The setup is the same as usual. Feral human boy Mowgli (played with snarling buoyancy by Rohan Chand) must learn the law of the jungle from his animated animal pals. They include the black panther Bagheera (Christian Bale), the laid-back brown bear Baloo (Serkis) and that python with its own mysterious agenda, Kaa (Cate Blanchett). This time, though, the lessons are urgent, the jungle threatened by man, the wicked tiger Shere Khan (Benedict Cumberbatch) a true terror vowing to one day taste that boy’s blood. Early on, Shere Khan menaces Mowgli as the boy swims in a jungle pond.

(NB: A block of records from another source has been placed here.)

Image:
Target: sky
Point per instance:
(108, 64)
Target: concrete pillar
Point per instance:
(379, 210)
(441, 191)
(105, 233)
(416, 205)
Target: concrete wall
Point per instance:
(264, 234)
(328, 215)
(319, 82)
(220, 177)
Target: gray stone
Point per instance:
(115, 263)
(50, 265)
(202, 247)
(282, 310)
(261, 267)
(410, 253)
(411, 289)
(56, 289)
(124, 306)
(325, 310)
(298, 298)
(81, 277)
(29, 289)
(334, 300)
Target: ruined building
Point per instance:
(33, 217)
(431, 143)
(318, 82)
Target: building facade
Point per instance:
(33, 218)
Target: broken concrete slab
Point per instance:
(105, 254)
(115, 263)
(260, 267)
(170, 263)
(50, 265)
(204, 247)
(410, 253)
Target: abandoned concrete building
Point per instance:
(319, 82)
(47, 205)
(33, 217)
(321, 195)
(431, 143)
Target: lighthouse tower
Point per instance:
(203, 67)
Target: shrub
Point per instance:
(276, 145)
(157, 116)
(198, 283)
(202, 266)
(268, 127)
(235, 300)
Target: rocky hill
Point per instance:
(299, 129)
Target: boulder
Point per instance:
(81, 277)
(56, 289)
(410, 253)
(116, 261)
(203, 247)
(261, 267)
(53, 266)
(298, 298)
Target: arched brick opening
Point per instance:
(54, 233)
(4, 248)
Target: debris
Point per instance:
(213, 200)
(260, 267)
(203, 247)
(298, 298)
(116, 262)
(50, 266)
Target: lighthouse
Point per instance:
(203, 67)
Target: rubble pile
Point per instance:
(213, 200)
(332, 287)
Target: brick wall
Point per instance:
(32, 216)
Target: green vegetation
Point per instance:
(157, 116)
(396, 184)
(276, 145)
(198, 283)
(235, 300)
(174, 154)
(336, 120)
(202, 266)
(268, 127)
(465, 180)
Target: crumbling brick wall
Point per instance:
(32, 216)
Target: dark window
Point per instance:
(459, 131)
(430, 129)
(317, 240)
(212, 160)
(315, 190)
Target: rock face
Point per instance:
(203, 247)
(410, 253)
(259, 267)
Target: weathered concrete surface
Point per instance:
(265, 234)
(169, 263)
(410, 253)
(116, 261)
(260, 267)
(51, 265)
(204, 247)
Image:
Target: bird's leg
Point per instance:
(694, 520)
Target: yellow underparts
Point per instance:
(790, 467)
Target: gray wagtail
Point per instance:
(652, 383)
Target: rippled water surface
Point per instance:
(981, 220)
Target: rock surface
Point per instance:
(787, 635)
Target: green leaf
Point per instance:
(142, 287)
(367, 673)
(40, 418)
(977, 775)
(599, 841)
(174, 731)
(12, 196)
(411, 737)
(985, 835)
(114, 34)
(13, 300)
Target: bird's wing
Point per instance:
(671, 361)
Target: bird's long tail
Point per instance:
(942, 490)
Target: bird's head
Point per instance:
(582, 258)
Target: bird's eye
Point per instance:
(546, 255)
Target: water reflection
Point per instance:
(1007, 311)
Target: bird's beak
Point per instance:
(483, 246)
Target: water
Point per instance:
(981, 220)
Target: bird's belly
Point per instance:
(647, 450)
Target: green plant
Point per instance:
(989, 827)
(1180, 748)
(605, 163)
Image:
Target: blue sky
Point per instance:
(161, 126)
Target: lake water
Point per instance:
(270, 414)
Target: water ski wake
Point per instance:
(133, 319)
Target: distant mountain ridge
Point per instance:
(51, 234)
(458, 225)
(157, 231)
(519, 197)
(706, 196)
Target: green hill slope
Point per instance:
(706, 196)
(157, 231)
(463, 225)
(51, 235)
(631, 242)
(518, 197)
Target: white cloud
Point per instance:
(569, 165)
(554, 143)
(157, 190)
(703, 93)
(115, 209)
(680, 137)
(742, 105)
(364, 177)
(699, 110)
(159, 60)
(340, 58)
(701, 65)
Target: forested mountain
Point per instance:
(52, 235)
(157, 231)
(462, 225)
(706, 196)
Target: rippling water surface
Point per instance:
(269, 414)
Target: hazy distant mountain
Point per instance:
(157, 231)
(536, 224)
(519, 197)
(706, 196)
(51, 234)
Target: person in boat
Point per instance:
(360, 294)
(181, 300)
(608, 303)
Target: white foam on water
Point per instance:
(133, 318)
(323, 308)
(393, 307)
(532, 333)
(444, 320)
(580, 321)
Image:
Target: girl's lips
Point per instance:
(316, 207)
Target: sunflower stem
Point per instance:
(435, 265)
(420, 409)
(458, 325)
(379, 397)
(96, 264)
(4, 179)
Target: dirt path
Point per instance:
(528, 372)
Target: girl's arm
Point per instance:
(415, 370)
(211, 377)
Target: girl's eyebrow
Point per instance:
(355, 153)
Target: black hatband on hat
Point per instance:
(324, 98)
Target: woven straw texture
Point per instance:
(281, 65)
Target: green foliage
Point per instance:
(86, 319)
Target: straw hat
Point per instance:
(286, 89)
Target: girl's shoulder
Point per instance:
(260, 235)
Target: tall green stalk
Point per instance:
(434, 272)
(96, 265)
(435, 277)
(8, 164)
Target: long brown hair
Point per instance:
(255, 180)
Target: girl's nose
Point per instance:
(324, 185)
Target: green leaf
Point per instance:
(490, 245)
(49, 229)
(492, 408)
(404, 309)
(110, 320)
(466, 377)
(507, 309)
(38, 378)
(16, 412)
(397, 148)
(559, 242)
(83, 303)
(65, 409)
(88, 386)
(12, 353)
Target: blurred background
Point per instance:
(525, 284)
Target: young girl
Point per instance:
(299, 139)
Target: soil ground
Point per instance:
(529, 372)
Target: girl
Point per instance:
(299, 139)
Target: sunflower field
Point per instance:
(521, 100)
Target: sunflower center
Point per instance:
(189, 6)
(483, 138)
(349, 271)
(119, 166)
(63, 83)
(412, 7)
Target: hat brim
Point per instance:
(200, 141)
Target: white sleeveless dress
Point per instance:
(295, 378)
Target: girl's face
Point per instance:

Mowgli is diving when he spies the beast spying him, its furred and fanged visage wavery from the boy’s perspective. As our hero holds his breath and panics, Shere Khan spits a gout of gore into the water, fouling it, not just marking his prey, but making the boy steep in that foulness.

Serkis, of course, played Gollum and King Kong for Jackson, and he seems to have picked up that director’s best habits (compositions emphasizing the mythic, a rigorous clarity of action even as the camera wheels about, an inventive sadism) but not his bad ones (that relentless zeal to overstuff, overstate, over-dazzle). The film’s first half builds to a trial Mowgli must complete to become a full member of the pack of wolves that has adopted him. He must prove he is predator rather than prey by dashing through the jungle with the other cubs without getting caught by Bagheera. The ensuing chase traverses cliffs and canopy and gnarled root systems, with Mowgli in a mad scramble; it’s a perfect Steven Spielbergian lulu, endlessly complex but also always clear, always tense, always unpredictable, the kind of sequence that invites laughter and screams. It stands up there with anything in this year’s excellent Mission: Impossible but might be better because the character is someone who is actually vulnerable — someone whose fate we might actually care about. (The animals, it almost goes without saying these days, move convincingly, mostly look photo-real and always seem fully present on screen in their scenes with the boy.)

Like many of the best children’s films, Serkis’s Mowgli is a bit much. It’s too scary, too bloody, more frank about death and killing than adults tend to be comfortable with. Here’s a Jungle Book film where Mowgli gets taught early on by Bagheera that a true hunter only kills when necessary — and owes its prey the decency of looking it in the eyes as it dies. Yes, Mowgli will have to kill, too, and I’m still trying to shake off one late-film shock featuring the movie’s lone Disney-style cutesy sidekick.

Mowgli also differs from too many kids’ adventure films in that its creators have actually thought through what all its hurly-burly means. As in David Yates’s 2016 The Legend of Tarzan, the filmmakers have committed themselves to interrogating the nastiest cultural assumptions underlying their source material. They do so with some fury, especially to the character of the great white hunter (Matthew Rhys), who might, when he first appears, seem like a heroic figure. Meanwhile, Mowgli is part human and part wolf, and the script suggests that those identities might be irreconcilable — and that it’s his responsibility to try to honor both. Mowgli faces tougher choices here than most movie heroes ever do, and young Chand, smeared in mud and blood, makes the wolf-boy’s wild emotions not just legible, but persuasive. The ugly work he must set himself to in the final scenes surprised me even as it seemed inevitable, the only solution.

Let’s just say it: Serkis’s Mowgli is wonderful, as thoughtful as it is sensational. It may appear slightly old-fashioned compared to the mashup wonders of the upcoming Spider-Man: Into the Spider-Verse, but it towers over almost every other adventure film from this year or any other.